Plus tard dans la journée, John se rendit chez les Hale, espérant obtenir plus d'informations sur ce qui avait pu se passer cette nuit-là. Il avait besoin de comprendre. Talia l'accueillit dans ce qui restait de leur maison. Les murs étaient noircis par le feu, les fenêtres brisées, mais malgré la destruction évidente, Talia semblait calme, presque détachée. Elle avait l'air plus forte qu'il ne l'aurait imaginé. La douleur était là, mais elle semblait la maîtriser.
« Shérif, je vous remercie d'être venu, » dit-elle d'une voix douce, mais ferme.
John hocha la tête, s'assoyant en face d'elle. Il observa la pièce, les ruines de ce qui avait été une maison pleine de vie. Il savait que cette famille avait perdu bien plus que des biens matériels. Ils avaient perdu des membres de leur famille, des proches. La souffrance était palpable.
« Vous avez des idées sur ce qui a pu provoquer cet incendie ? » demanda John, son regard se fixant sur Talia.
Elle prit une profonde inspiration avant de répondre.
« Nous avons nos soupçons. Nous savons que cet incendie n'est pas accidentel. » Elle marqua une pause, cherchant ses mots. « Mais il y a des choses que je ne peux pas expliquer. Des choses que je ne peux pas vous dire pour l'instant. »

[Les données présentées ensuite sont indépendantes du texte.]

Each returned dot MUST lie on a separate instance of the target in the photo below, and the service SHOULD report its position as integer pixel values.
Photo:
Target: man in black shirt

John sentit une tension dans l'air, une énergie qu'il ne pouvait pas comprendre. Il n'avait pas les réponses qu'il espérait, mais il savait qu'il devait continuer à chercher. Il avait l'impression que quelque chose d'important se cachait derrière cette tragédie, quelque chose qui allait bien au-delà de ce qu'il connaissait.
Alors qu'il retournait chez lui plus tard dans la soirée, John ne pouvait s'empêcher de repenser à la femme qu'il avait aperçue à plusieurs reprises depuis l'incendie. Elle avait un visage marquant, des cheveux blonds et un sourire qui semblait dissimuler quelque chose. Il ne savait pas qui elle était, mais elle semblait toujours se trouver là où il y avait des questions sans réponses : d'abord près de l'incendie, puis devant l'hôpital.
Il n'avait pas encore trouvé de raison légitime à sa présence. Elle n'avait pas parlé à la police, ni demandé à voir les Hale, mais elle avait ce comportement qui le mettait mal à l'aise, comme si elle observait tout en silence. Était-elle une journaliste ? Une voisine curieuse ? Ou autre chose ? Il n'en savait rien, mais il avait noté sa description dans son carnet, se promettant de chercher à l'identifier dès qu'il en aurait l'occasion.
John passa en revue les événements récents dans sa tête. Rien ne semblait s'aligner correctement. L'incendie des Hale n'avait pas été accidentel, il en était maintenant certain.
Les rapports des pompiers mentionnaient des accélérants, et la manière dont le feu s'était propagé suggérait une intention criminelle. Mais pourquoi ? Et surtout, pourquoi une famille comme les Hale aurait-elle été ciblée ?
Il se sentait frustré par le manque de réponses. Chaque fois qu'il pensait avancer, une nouvelle question surgissait. Il ne pouvait s'empêcher de se demander si cette femme mystérieuse était liée d'une manière ou d'une autre à tout cela. Peut-être qu'elle avait vu quelque chose, ou peut-être qu'elle savait quelque chose qu'elle ne voulait pas révéler.
De retour chez lui, il s'assit dans son fauteuil, le regard perdu dans le vide. Il savait qu'il y avait plus à cette histoire qu'un simple incendie criminel. Il le sentait dans ses tripes. Mais pour l'instant, il ne pouvait rien prouver. Tout ce qu'il pouvait faire, c'était continuer à poser des questions et espérer que les réponses finiraient par émerger.